Meet Veblen: a passionate defender of the anti-consumerist views of her name-sake, the iconoclastic economist Thorstein Veblen. She’s an experienced cheerer-upper (mainly of her narcissistic, hypochondriac, controlling mother), an amateur translator of Norwegian, and a firm believer in the distinct possibility that the plucky grey squirrel following her around can understand more than it lets on.

Meet her fiancé, Paul: the son of good hippies who were bad parents, a no-nonsense, high-flying neuroscientist with no time for squirrels. His recent work on a device to minimize battlefield trauma has led him dangerously close to the seductive Cloris Hutmacher, heiress to a pharmaceuticals empire, who is promising him fame and fortune through a shady-sounding deal with the Department of Defence. What could possibly go wrong?

Elizabeth McKenzie is the author of a story collection, Stop That Girl, and one previous novel, MacGregor Tells the World, and is the editor of My Postwar Life. The Portable Veblen is her first book to be published in the UK. Her work has appeared in the New Yorker, the Atlantic Monthly, Best American Nonrequired Reading, and the Pushcart Prize anthology, and has been recorded for NPR’s Selected Shorts. She is an editor of the Chicago Literary Review and Managing Editor of the Catamaran Literary Reader. She lives in Santa Cruz, California.

 

Hannah Rothschild, The Improbability of Love
Bloomsbury

When lovelorn Annie McDee stumbles across a dirty painting in a junk shop while looking for a present for an unsuitable man, she has no idea what she has discovered.
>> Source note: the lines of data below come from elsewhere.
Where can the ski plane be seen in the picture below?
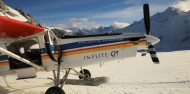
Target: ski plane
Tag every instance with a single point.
(19, 56)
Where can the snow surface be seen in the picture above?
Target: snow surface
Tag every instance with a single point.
(136, 75)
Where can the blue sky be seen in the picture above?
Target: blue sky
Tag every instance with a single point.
(63, 13)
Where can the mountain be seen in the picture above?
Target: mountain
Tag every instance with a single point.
(172, 27)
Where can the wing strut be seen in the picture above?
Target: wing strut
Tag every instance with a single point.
(21, 59)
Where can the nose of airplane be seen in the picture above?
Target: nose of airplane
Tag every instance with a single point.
(152, 39)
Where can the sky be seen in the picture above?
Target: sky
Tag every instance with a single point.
(89, 13)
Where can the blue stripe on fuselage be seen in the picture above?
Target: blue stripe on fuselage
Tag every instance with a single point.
(94, 43)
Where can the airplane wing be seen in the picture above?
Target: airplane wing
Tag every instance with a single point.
(10, 28)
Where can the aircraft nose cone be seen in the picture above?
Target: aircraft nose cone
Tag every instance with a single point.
(152, 39)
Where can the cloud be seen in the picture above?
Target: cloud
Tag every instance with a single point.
(183, 5)
(79, 23)
(119, 24)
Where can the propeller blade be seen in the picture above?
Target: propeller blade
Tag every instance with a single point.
(153, 55)
(146, 18)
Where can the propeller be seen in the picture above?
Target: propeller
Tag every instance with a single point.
(151, 48)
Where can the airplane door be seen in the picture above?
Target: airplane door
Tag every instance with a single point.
(51, 44)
Soon she finds herself drawn unwillingly into the tumultuous London art world, populated by exiled Russian oligarchs, avaricious Sheikas, desperate auctioneers and unscrupulous dealers, all scheming to get their hands on her painting – a lost eighteenth-century masterpiece called ‘The Improbability of Love’. Delving into the painting’s past, Annie will uncover not just an illustrious list of former owners, but some of the darkest secrets of European history – and in doing so she might just learn to open up to the possibility of falling in love again.

Hannah Rothschild is a writer and film director. Her documentary feature films have appeared on the BBC and HBO and at international film festivals. She has written film scripts for Ridley Scott and Working Title, and articles for Vanity Fair, the New York Times, Harper’s Bazaar, Vogue and others. Her first book, The Baroness, a biography, was published in 2012 and has been translated into six languages. She is the Chair of the National Gallery, a trustee of the Tate Gallery and Waddesdon Manor, and a Vice President of the Hay Literary Festival. The Improbability of Love, her first novel, was a BBC Radio 2 Book Club pick, one of the Guardian‘s Best Books of 2015 and has been shortlisted for the 2016 Bollinger Everyman Wodehouse Prize. She lives in London.

 

Hanya Yanagihara, A Little Life
Picador

When four classmates from a small Massachusetts college move to New York to make their way, they’re broke, adrift, and buoyed only by their friendship and ambition. There is kind, handsome Willem, an aspiring actor; JB, a quick-witted, sometimes cruel painter pursuing fame in the art world; Malcolm, a frustrated architect at a prominent firm; and withdrawn, brilliant, enigmatic Jude, who serves as their centre of gravity.

Over the decades, their relationships deepen and darken, tinged by addiction, success, and pride. Yet their greatest challenge, each comes to realize, is Jude himself, by midlife a terrifyingly talented lawyer yet an increasingly broken man, his mind and body scarred by an unspeakable childhood, and haunted by a degree of trauma that he fears he will not only be unable to overcome – but that will define his life forever.

Hanya Yanagihara was born in LA, USA in 1975. Yanagihara is the author of The People in the Trees, shortlisted for the PEN/Robert W. Bingham Prize for Debut Fiction and her novel A Little Life was shortlisted for the 2015 Man Booker Prize. She is Deputy Editor at T Magazine, New York Times and lives in New York City.